The research group set out to examine the role that sea cucumbers play in the reef environment.
Schneider's team included Carnegie's Ken Caldeira, as well as Jacob Silverman, of the Israeli Limnology and Oceanography Institute; Maria Byrne and Erika Woolsey, both of the University of Sydney and the latter also from James Cook University; and Hampus Eriksson of Stockholm University.
They studied the growth and dissolution of One Tree Reef, which surrounds One Tree Island in Australia's Great Barrier Reef. Focusing on an area of the reef known as "DK13", they found that sea cucumbers were abundant. They collected some of these sea cucumbers and placed them in aquaria to study the effect on sea water resulting from the sand and rubble transported through their gut system as part of their digestive process.
As part of another ongoing study in this area, the team found that the coral reef was dissolving at night. They found that sea cucumbers play a crucial part in this process. They live off the bits of organic matter in the carbonate sand and rubble that they ingest; in this process, their digestive systems produce acids that dissolve parts of these carbonate minerals. The dissolved carbonate minerals are then released into the surrounding environment. The researchers found that these lowly organisms might be responsible for half of the CaCO3 of the reef observed at night.
The burning of coal, oil, and gas releases CO2 into the atmosphere, which is later absorbed by the ocean, causing the ocean to acidify. Ocean acidification is expected to slow reef growth. With slower reef growth, the dissolution of CaCO3 within the guts of sea cucumbers is expected to become even more important to the reef CaCO3 budget.

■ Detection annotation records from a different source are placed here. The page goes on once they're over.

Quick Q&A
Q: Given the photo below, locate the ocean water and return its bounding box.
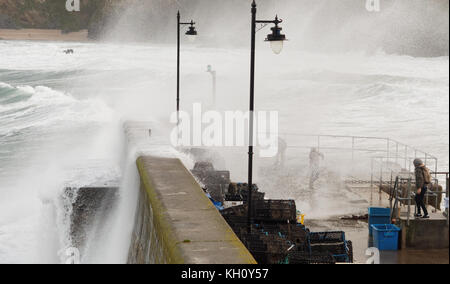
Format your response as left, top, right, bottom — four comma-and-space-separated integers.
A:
0, 41, 449, 263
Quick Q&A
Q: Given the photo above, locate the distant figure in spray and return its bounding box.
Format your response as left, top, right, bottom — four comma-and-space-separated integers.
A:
414, 159, 431, 219
275, 138, 287, 167
309, 148, 325, 189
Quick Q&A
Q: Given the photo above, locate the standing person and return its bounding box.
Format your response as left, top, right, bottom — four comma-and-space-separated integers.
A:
309, 148, 324, 189
414, 159, 431, 219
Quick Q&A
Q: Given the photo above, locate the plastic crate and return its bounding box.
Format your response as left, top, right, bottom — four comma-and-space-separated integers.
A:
309, 231, 345, 244
369, 207, 391, 236
372, 224, 400, 250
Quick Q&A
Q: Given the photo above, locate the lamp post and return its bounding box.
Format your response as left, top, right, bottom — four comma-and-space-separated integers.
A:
206, 65, 217, 106
247, 0, 286, 232
177, 11, 197, 142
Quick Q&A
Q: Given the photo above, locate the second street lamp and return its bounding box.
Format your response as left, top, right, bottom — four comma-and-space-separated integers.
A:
247, 0, 286, 232
177, 11, 197, 143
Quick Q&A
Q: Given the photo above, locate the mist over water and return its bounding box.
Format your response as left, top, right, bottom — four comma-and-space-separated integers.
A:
0, 1, 449, 263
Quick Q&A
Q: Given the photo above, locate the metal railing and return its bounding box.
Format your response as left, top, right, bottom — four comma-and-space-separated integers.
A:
280, 133, 438, 185
389, 172, 449, 226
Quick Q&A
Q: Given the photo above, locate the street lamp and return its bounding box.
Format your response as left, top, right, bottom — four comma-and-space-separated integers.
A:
266, 16, 286, 54
247, 0, 286, 232
177, 11, 197, 142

"Even though the sea cucumbers dissolve CaCO3 on the reef, in a lagoon such as the one at One Tree Reef, where there is limited seawater exchange with the surrounding ocean, they can be important in recycling of nutrients to support primary productivity. They also increase sea water buffer capacity to partially offset ocean acidification effects, helping to maintain the overall health of the coral reef," Schneider said. "Although sea cucumbers may play a part in reef dissolution, they are also an important part of an incredible marine environment."
This research was supported by the Moore foundation. The authors thank the University of Sydney's One Tree Island Research Station facility.